As a humanitarian organization providing medical care in crisis zones around the world, MSF has for years documented testimonies and medical data showing that many people on the migration route through Mexico are fleeing extreme violence and direct threats to their lives and the lives of their family members. We see large numbers of patients from El Salvador, Guatemala, and Honduras, in particular. The high levels of violence in these countries are comparable to what we have witnessed in war zones where MSF has been working for decades—and this insecurity is a major factor fueling migration north to Mexico and the US.
For the past four months, the Trump administration has used COVID-19 as a pretext to evade domestic and international legal obligations and slash protections for asylum seekers and unaccompanied minors at the border. In its latest proposed rule, the administration goes a step further to eliminate humanitarian protections for most people seeking safety in the US, relying on specious public health contentions with no basis in medical fact. Sections 208.13/1208.13 and 208.16/1208.16 create extraordinary public health bars to asylum and withholding of removal protections that will return asylum seekers to persecution. These sections would grant Department of Justice (DoJ) and Department of Homeland Security (DHS) officials sweeping authorities to deny humanitarian protection to and deport those who:
- exhibit “symptoms consistent with being afflicted with any contagious or infectious disease”;
- have “come into contact with such a disease”;
- or come from a country or area where such disease is “prevalent or epidemic”.

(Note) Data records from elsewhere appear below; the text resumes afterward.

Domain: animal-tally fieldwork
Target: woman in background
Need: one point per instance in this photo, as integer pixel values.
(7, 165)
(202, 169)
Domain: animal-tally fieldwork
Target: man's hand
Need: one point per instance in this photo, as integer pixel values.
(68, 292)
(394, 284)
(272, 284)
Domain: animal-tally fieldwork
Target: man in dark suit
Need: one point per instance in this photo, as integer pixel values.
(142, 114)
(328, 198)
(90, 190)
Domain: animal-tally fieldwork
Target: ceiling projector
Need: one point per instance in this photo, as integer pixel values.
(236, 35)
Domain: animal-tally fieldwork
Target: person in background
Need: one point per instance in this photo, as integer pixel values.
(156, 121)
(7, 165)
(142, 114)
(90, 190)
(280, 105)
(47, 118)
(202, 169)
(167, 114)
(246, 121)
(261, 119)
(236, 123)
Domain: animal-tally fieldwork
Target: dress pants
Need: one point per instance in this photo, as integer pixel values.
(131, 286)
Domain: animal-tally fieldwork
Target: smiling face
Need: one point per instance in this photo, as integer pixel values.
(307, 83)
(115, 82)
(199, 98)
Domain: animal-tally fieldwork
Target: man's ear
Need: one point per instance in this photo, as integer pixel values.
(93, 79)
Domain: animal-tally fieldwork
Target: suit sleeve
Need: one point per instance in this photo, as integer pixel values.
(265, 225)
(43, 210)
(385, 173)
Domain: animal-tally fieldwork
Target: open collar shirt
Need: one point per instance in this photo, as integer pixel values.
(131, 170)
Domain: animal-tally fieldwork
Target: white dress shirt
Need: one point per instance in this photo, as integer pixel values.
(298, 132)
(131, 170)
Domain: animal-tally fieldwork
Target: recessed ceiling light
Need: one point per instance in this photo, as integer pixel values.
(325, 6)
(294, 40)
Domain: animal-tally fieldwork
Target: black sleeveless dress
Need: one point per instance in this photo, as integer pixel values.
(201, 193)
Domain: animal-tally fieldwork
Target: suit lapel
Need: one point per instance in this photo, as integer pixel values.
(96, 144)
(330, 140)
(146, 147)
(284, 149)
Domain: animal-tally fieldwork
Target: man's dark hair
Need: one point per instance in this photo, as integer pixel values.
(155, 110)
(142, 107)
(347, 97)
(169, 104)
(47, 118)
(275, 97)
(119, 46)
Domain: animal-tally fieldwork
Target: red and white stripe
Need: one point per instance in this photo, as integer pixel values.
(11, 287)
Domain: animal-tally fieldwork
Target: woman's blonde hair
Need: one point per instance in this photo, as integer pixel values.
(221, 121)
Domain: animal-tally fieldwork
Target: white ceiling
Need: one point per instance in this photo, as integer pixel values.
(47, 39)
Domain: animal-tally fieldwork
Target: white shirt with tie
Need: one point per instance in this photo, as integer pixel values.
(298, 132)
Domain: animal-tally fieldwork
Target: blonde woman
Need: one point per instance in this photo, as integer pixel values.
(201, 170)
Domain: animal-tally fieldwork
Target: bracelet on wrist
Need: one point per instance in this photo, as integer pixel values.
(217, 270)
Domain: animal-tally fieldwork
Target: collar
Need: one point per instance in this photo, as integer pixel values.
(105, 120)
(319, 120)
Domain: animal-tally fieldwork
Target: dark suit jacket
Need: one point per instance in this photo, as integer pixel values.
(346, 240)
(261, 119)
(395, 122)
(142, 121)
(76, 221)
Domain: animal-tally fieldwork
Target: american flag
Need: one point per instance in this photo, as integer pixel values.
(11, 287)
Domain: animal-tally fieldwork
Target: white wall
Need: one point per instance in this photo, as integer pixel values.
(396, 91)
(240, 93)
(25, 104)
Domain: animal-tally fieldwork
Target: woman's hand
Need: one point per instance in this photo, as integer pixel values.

The expansive rule singles out asylum seekers as vectors of a host of diseases—including COVID-19—and empowers immigration authorities to ban from protection those who appear to be infected and those transit through countries where the disease is prevalent, without regard to actual exposure. The rule could also apply to individuals in the US who have “come into contact” with a covered disease, potentially exposing asylum seekers broadly and asylum-seeking health workers specifically to denial of protection and deportation.